Agricultural law experts are debating the consequences of the U.S. Supreme Court’s recent decision not to review a lower court’s ruling in a Chesapeake Bay watershed case involving farm runoff.
Last year, the U.S. Court of Appeals for the Third Circuit ruled in American Farm Bureau Federation, et al. vs. the U.S. Environmental Protection Agency that the federal government had authority to regulate both point source and non-point source pollution, which includes farm runoff. The Supreme Court’s decision this week not to hear the case upholds the lower court’s decision.
“I’m not surprised. The Supreme Court doesn’t take a lot of cases,” said Roger McEown, professor of agricultural law and taxation at Washburn University School of Law in Topeka, Kansas, and tax director at CliftonLarsonAllen in West Des Moines, Iowa.

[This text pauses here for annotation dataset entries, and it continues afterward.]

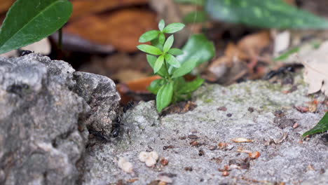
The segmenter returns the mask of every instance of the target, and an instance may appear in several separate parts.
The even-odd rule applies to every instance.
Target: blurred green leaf
[[[148,87],[148,90],[153,94],[157,95],[159,89],[164,84],[165,80],[157,79],[151,82],[151,85]]]
[[[172,101],[173,95],[173,82],[165,84],[158,90],[156,96],[156,107],[158,112],[168,107]]]
[[[327,29],[327,20],[282,0],[207,0],[207,13],[218,20],[266,28]]]
[[[165,54],[165,60],[168,62],[171,66],[178,68],[181,67],[180,62],[172,55],[170,54]]]
[[[280,56],[275,58],[275,61],[286,60],[290,56],[290,55],[299,52],[299,49],[300,49],[299,47],[296,47],[289,50],[287,50],[287,52],[282,53]]]
[[[67,22],[72,10],[67,0],[17,0],[0,29],[0,54],[53,34]]]
[[[193,68],[196,67],[198,60],[199,57],[189,59],[188,61],[183,63],[181,67],[174,71],[172,78],[182,76],[190,73]]]
[[[175,2],[179,4],[191,4],[198,6],[203,6],[205,0],[175,0]]]
[[[153,69],[155,67],[155,62],[156,62],[157,57],[151,55],[146,55],[146,57],[148,63],[149,63],[149,65]],[[157,71],[157,74],[163,78],[168,76],[168,71],[165,70],[164,66],[162,66],[160,69]]]
[[[172,23],[165,27],[163,32],[165,34],[174,34],[182,30],[184,27],[185,25],[180,22]]]
[[[184,15],[183,21],[186,24],[201,23],[207,20],[207,13],[205,11],[193,11]]]
[[[159,30],[162,32],[165,27],[165,22],[164,21],[164,20],[161,20],[160,22],[158,23]]]
[[[144,53],[154,55],[159,55],[163,53],[158,48],[150,45],[142,44],[137,46],[137,48]]]
[[[328,130],[328,112],[324,114],[323,118],[317,123],[317,124],[311,130],[303,134],[303,137],[309,135],[313,135],[320,132],[324,132]]]
[[[158,36],[160,32],[158,30],[151,30],[146,32],[140,36],[140,39],[139,39],[139,42],[145,43],[152,41],[156,39],[157,36]]]
[[[159,44],[160,45],[160,48],[158,48],[158,47],[157,47],[157,48],[161,48],[163,47],[162,46],[165,42],[165,35],[163,33],[160,34],[158,41],[159,41]]]
[[[171,48],[174,41],[175,36],[173,35],[169,36],[169,38],[168,38],[166,40],[166,42],[164,43],[164,46],[163,47],[163,52],[167,53]]]
[[[177,56],[177,60],[184,64],[191,58],[198,59],[196,66],[208,62],[215,55],[215,48],[212,41],[203,34],[193,35],[182,48],[183,55]]]
[[[155,62],[155,66],[153,67],[153,73],[157,73],[163,66],[163,63],[164,63],[164,56],[160,55]]]
[[[168,53],[173,55],[180,55],[184,54],[184,52],[178,48],[170,48]]]
[[[203,83],[204,79],[198,76],[195,80],[184,83],[181,88],[178,89],[177,92],[181,94],[191,93],[196,90]]]

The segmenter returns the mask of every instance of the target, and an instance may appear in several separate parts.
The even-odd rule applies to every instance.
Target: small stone
[[[160,164],[162,164],[162,165],[163,165],[163,166],[167,165],[168,164],[168,160],[167,160],[165,158],[162,158],[160,159]]]
[[[218,111],[226,111],[226,110],[228,110],[228,109],[226,109],[226,107],[220,107],[217,108],[217,110]]]
[[[190,145],[191,145],[192,146],[198,146],[200,145],[200,144],[199,144],[199,142],[196,142],[196,141],[191,142],[189,144],[190,144]]]
[[[205,155],[204,151],[202,150],[202,149],[200,149],[200,150],[198,151],[198,156],[204,156],[204,155]]]
[[[163,150],[167,150],[167,149],[174,149],[175,146],[172,146],[172,145],[168,145],[168,146],[163,146]]]
[[[192,139],[198,139],[198,137],[197,135],[189,135],[188,136],[188,138]]]
[[[250,113],[252,113],[254,112],[254,108],[253,107],[248,107],[248,111],[250,111]]]
[[[120,158],[117,163],[118,167],[122,169],[125,172],[132,173],[133,172],[133,165],[131,163],[128,161],[124,158]]]

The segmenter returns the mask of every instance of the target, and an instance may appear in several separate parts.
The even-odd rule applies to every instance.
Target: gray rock
[[[86,124],[89,130],[109,139],[112,120],[116,117],[121,97],[114,81],[109,78],[84,72],[75,72],[76,92],[91,107]]]
[[[119,97],[107,78],[74,73],[67,62],[37,54],[0,57],[0,184],[78,181],[87,121],[97,118],[93,111],[115,117]],[[91,83],[83,84],[88,78]]]
[[[266,81],[227,88],[205,85],[194,93],[197,107],[184,114],[159,117],[153,102],[141,103],[124,115],[124,135],[120,139],[88,148],[82,184],[112,184],[137,178],[133,184],[147,184],[164,174],[173,184],[295,184],[308,179],[325,184],[328,146],[323,134],[303,140],[301,137],[324,113],[301,113],[294,108],[313,100],[301,79],[295,81],[298,88],[291,93],[283,92],[290,85]],[[221,107],[227,110],[218,110]],[[285,117],[277,122],[280,116]],[[292,125],[294,121],[296,128]],[[190,135],[198,138],[188,138]],[[254,142],[233,142],[236,137]],[[219,142],[233,147],[213,150]],[[259,151],[261,156],[251,160],[240,150]],[[138,159],[143,151],[156,151],[168,165],[158,162],[147,167]],[[119,157],[133,164],[134,173],[126,174],[118,167]],[[218,169],[226,165],[230,170],[224,177]]]

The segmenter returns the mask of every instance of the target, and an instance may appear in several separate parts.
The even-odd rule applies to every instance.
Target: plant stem
[[[58,30],[58,48],[62,50],[62,27]]]

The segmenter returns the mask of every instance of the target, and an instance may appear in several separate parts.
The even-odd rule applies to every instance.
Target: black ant
[[[294,72],[296,69],[299,69],[303,67],[303,64],[290,64],[280,67],[277,70],[272,70],[266,74],[264,77],[263,77],[264,80],[270,80],[271,78],[273,78],[275,76],[278,76],[280,74],[286,74],[288,72]]]
[[[30,51],[30,50],[24,50],[18,49],[18,54],[20,55],[20,57],[27,55],[31,54],[33,52]]]

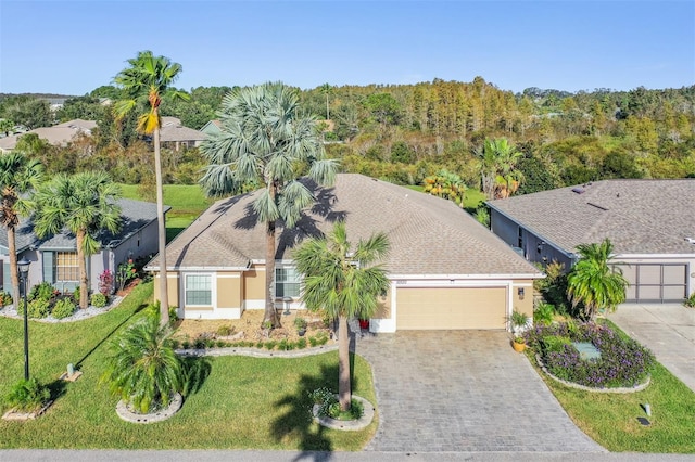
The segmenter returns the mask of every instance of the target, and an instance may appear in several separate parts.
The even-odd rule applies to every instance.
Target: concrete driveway
[[[356,341],[374,368],[374,451],[605,451],[570,421],[503,332],[397,332]]]
[[[695,392],[695,309],[680,304],[626,304],[608,319]]]

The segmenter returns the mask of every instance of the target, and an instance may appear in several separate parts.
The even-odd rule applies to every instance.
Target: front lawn
[[[138,317],[151,300],[152,283],[138,286],[121,306],[75,323],[31,322],[31,375],[52,382],[59,398],[49,411],[24,423],[0,421],[0,448],[298,449],[358,450],[377,422],[362,432],[319,427],[308,393],[337,389],[338,356],[299,359],[217,357],[206,364],[198,390],[168,421],[137,425],[115,412],[117,399],[99,386],[105,338]],[[23,376],[22,321],[0,318],[0,394]],[[73,362],[84,372],[75,383],[55,378]],[[376,403],[371,371],[354,357],[354,393]]]
[[[695,393],[658,362],[652,370],[650,385],[643,392],[592,393],[549,378],[528,351],[529,360],[572,421],[604,448],[615,452],[695,452]],[[652,416],[642,408],[647,402]],[[650,425],[642,425],[637,418],[648,419]]]

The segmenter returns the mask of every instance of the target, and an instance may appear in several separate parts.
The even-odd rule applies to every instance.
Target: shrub
[[[109,269],[99,274],[99,293],[110,295],[113,292],[114,279],[113,272]]]
[[[227,324],[223,324],[219,328],[217,328],[217,335],[220,335],[223,337],[226,337],[227,335],[231,335],[231,333],[233,332],[233,328],[231,325],[227,325]]]
[[[76,304],[79,303],[79,287],[75,287],[75,292],[73,292],[73,300],[75,300]]]
[[[12,295],[9,292],[0,292],[0,308],[12,305]]]
[[[549,324],[555,316],[555,307],[548,303],[541,301],[533,310],[534,324]]]
[[[51,397],[50,390],[36,378],[21,380],[5,396],[5,402],[22,412],[33,412],[41,408]]]
[[[46,318],[50,312],[51,304],[49,300],[43,300],[41,298],[37,298],[33,301],[29,301],[29,318]],[[17,313],[24,316],[24,300],[20,300],[17,304]]]
[[[101,292],[98,292],[96,294],[91,294],[91,296],[89,297],[89,304],[96,308],[103,308],[106,306],[106,301],[109,301],[109,298],[102,294]]]
[[[160,325],[160,311],[150,306],[144,318],[109,344],[101,383],[137,412],[168,406],[184,387],[182,362],[172,347],[170,333],[168,325]]]
[[[634,386],[644,382],[655,363],[653,354],[637,342],[593,322],[536,325],[527,338],[553,375],[589,387]],[[601,357],[581,358],[571,342],[591,343]]]
[[[55,303],[51,315],[55,319],[64,319],[75,313],[75,303],[71,298],[61,298]]]
[[[53,298],[55,292],[58,292],[55,287],[53,287],[50,282],[45,281],[31,287],[31,290],[29,291],[28,299],[29,301],[34,301],[36,299],[49,301],[51,298]]]
[[[362,402],[354,399],[351,401],[348,414],[343,414],[340,410],[340,402],[338,401],[336,394],[326,387],[317,388],[314,392],[311,392],[308,396],[314,405],[318,405],[317,414],[319,416],[357,420],[364,414],[364,407],[362,406]]]

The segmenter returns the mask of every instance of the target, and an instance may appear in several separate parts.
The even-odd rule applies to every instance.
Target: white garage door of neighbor
[[[506,287],[399,287],[396,330],[504,330]]]
[[[685,264],[620,266],[630,286],[627,301],[682,301],[687,291]]]

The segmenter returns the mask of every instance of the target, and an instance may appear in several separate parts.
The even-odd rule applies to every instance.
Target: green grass
[[[577,426],[609,451],[695,453],[695,393],[661,364],[643,392],[604,394],[555,382],[529,359]],[[645,402],[652,406],[649,426],[637,421],[646,418]]]
[[[142,201],[138,188],[137,184],[121,184],[124,197]],[[172,242],[212,203],[198,184],[165,184],[164,204],[172,207],[166,214],[166,242]]]
[[[418,184],[408,184],[405,188],[418,192],[422,192],[424,190],[424,188]],[[478,205],[485,200],[485,194],[483,194],[482,192],[473,189],[468,189],[466,190],[466,195],[464,196],[464,208],[469,213],[475,211],[476,208],[478,208]]]
[[[0,448],[358,450],[376,432],[376,420],[361,432],[337,432],[311,419],[308,393],[321,386],[337,389],[337,351],[296,359],[197,359],[208,365],[208,374],[179,413],[150,425],[122,421],[115,412],[117,398],[99,384],[104,344],[142,316],[139,311],[151,297],[152,283],[147,283],[97,318],[65,324],[33,321],[31,374],[51,383],[58,399],[36,421],[0,421]],[[3,396],[23,377],[22,332],[21,320],[0,318]],[[354,393],[376,403],[369,365],[361,357],[353,359]],[[84,375],[56,383],[68,362]]]

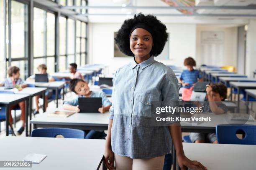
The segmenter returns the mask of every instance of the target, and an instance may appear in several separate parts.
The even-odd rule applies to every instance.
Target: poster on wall
[[[223,65],[224,62],[224,32],[202,32],[201,63],[210,65]]]

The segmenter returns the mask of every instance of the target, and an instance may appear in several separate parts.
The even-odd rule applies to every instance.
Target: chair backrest
[[[190,101],[205,101],[206,96],[205,92],[197,92],[192,91],[190,97]]]
[[[0,93],[14,94],[14,92],[9,90],[0,90]]]
[[[102,91],[107,95],[111,95],[112,94],[112,89],[103,89]]]
[[[242,139],[236,136],[237,133],[241,132],[245,135]],[[256,145],[256,125],[219,125],[216,128],[216,135],[219,143]]]
[[[59,135],[65,138],[84,139],[84,132],[77,129],[66,128],[44,128],[34,129],[31,136],[33,137],[56,138]]]

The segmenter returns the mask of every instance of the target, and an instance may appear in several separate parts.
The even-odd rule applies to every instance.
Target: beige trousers
[[[115,154],[116,170],[162,170],[164,155],[148,159],[131,159]]]

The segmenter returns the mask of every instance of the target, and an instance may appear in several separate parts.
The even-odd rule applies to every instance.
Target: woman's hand
[[[178,163],[182,170],[185,170],[186,168],[189,168],[196,170],[206,170],[207,168],[199,162],[191,160],[185,156],[177,157]]]
[[[99,108],[98,111],[100,112],[101,113],[104,113],[105,112],[105,108],[102,105],[101,108]]]
[[[110,170],[115,170],[115,167],[114,167],[114,153],[109,147],[105,148],[104,162],[108,169]]]

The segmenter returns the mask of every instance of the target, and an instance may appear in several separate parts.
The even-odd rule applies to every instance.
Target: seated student
[[[203,112],[213,112],[215,114],[226,113],[228,108],[221,101],[227,98],[227,88],[221,83],[214,83],[207,85],[206,92],[208,101],[204,105]],[[197,107],[200,107],[200,104]],[[195,143],[204,143],[205,137],[209,142],[218,143],[217,137],[215,133],[205,134],[201,133],[191,133],[189,137],[191,141]]]
[[[202,81],[202,78],[200,72],[194,69],[196,65],[196,61],[191,57],[186,58],[184,60],[184,65],[187,70],[181,73],[179,82],[182,85],[183,89],[182,99],[184,101],[189,101],[192,93],[192,89],[195,83],[199,81]]]
[[[9,78],[7,78],[1,83],[1,86],[4,86],[8,88],[17,88],[19,90],[21,90],[23,88],[27,87],[27,85],[25,84],[22,80],[20,78],[20,69],[15,66],[10,67],[8,71]],[[17,105],[11,106],[9,109],[9,122],[10,126],[12,127],[13,122],[13,118],[11,115],[11,110],[14,108],[19,106],[21,110],[21,115],[20,120],[22,121],[21,127],[18,131],[18,135],[20,135],[24,130],[25,125],[25,102],[20,102]],[[9,132],[9,133],[10,132]]]
[[[47,74],[47,67],[46,65],[44,64],[41,64],[37,67],[37,70],[38,70],[39,74]],[[49,74],[47,74],[48,77],[48,80],[50,81],[54,81],[54,79]],[[34,82],[35,79],[36,78],[36,75],[33,75],[27,79],[27,81]],[[47,100],[51,97],[52,95],[52,91],[47,90],[45,92],[45,107],[47,108],[48,106]],[[34,114],[36,114],[39,113],[39,98],[40,98],[39,95],[35,97],[35,102],[36,102],[36,109],[34,111]]]
[[[71,80],[74,79],[74,78],[77,78],[84,80],[84,77],[80,72],[77,71],[77,64],[71,63],[69,64],[69,72],[71,73],[71,75],[70,75],[69,78]]]
[[[92,91],[88,84],[81,79],[75,78],[70,81],[69,89],[78,95],[73,100],[66,102],[63,105],[64,109],[73,110],[79,112],[78,108],[79,98],[101,98],[102,99],[102,107],[99,108],[98,111],[104,113],[109,110],[111,106],[111,102],[108,100],[104,92],[102,91]],[[91,130],[86,135],[87,139],[102,139],[105,137],[106,134],[104,131]]]

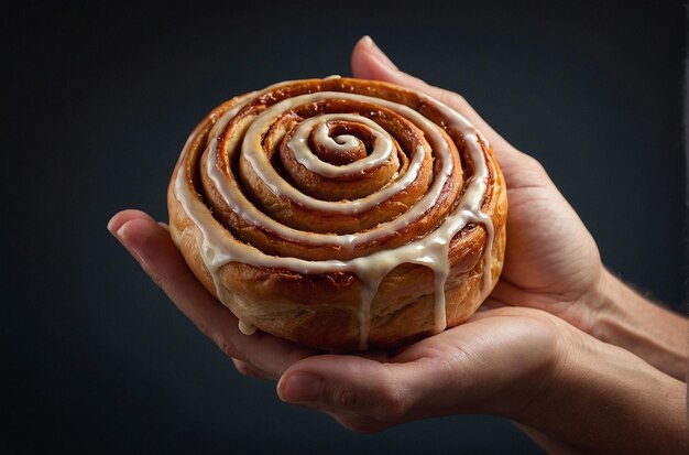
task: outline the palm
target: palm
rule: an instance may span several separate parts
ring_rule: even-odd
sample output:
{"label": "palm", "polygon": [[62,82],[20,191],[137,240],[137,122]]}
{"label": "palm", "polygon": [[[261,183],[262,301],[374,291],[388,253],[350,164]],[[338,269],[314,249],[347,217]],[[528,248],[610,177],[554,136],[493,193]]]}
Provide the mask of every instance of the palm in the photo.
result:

“The Supreme Court only takes the cases it feels are compelling, but in agriculture, of course, we think this is a compelling case,” McEown explained. “The decision not to hear the case creates a regulatory burden for the farmers in the Third Circuit and the potential for that to be applied in the rest of the country.”
The Third Circuit covers all of Pennsylvania, New Jersey, and Maryland, but the court case applies to all producers in the Chesapeake Bay watershed, which includes the three Third Circuit states as well as Maryland, Virginia, and part of New York.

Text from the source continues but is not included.